Abstract: Nabumetone is a new type of anti-inflammatory, antipyretic and analgesic with broad-spectrum anti-inflammatory effects. It has acute and chronic inflammation, rheumatoid arthritis, rheumatoid arthritis, osteoarthritis and soft tissue injury. Higher activity. In this paper, the content of nabumetone and its preparations were determined by reversed-phase high performance liquid chromatography with theophylline as the internal standard.

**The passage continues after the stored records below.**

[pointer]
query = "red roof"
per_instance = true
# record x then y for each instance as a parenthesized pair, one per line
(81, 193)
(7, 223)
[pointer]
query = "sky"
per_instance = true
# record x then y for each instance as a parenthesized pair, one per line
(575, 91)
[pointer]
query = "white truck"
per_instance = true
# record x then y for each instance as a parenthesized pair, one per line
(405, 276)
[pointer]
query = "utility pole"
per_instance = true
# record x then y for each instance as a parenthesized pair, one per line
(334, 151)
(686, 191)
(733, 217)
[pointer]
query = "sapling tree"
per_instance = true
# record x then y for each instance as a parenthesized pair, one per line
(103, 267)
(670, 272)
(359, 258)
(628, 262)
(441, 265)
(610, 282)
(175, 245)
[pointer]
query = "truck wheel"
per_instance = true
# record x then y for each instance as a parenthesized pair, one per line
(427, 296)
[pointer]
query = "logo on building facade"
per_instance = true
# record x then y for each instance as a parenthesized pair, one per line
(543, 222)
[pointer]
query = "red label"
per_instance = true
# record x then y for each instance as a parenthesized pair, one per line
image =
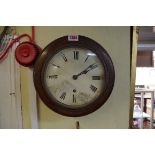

The experimental results show that the method can effectively separate impurities, and the operation is simple, the reproducibility is good, and the results are accurate and reliable.

1 instrument and reagent Shimadzu LC-10A high performance liquid chromatography; SPD-10A adjustable wavelength detector; C-R7Aeplus data processor.

Nabumetone ketone reference substance (content 99.85%), raw materials, Southwest Synthetic Pharmaceutical Factory; theophylline, China National Institute for the Control of Pharmaceutical and Biological Products; nabumetone tablets, Jiangxi Liming Pharmaceutical Factory. Methanol, sodium acetate and glacial acetic acid were all analytically pure; water was distilled water.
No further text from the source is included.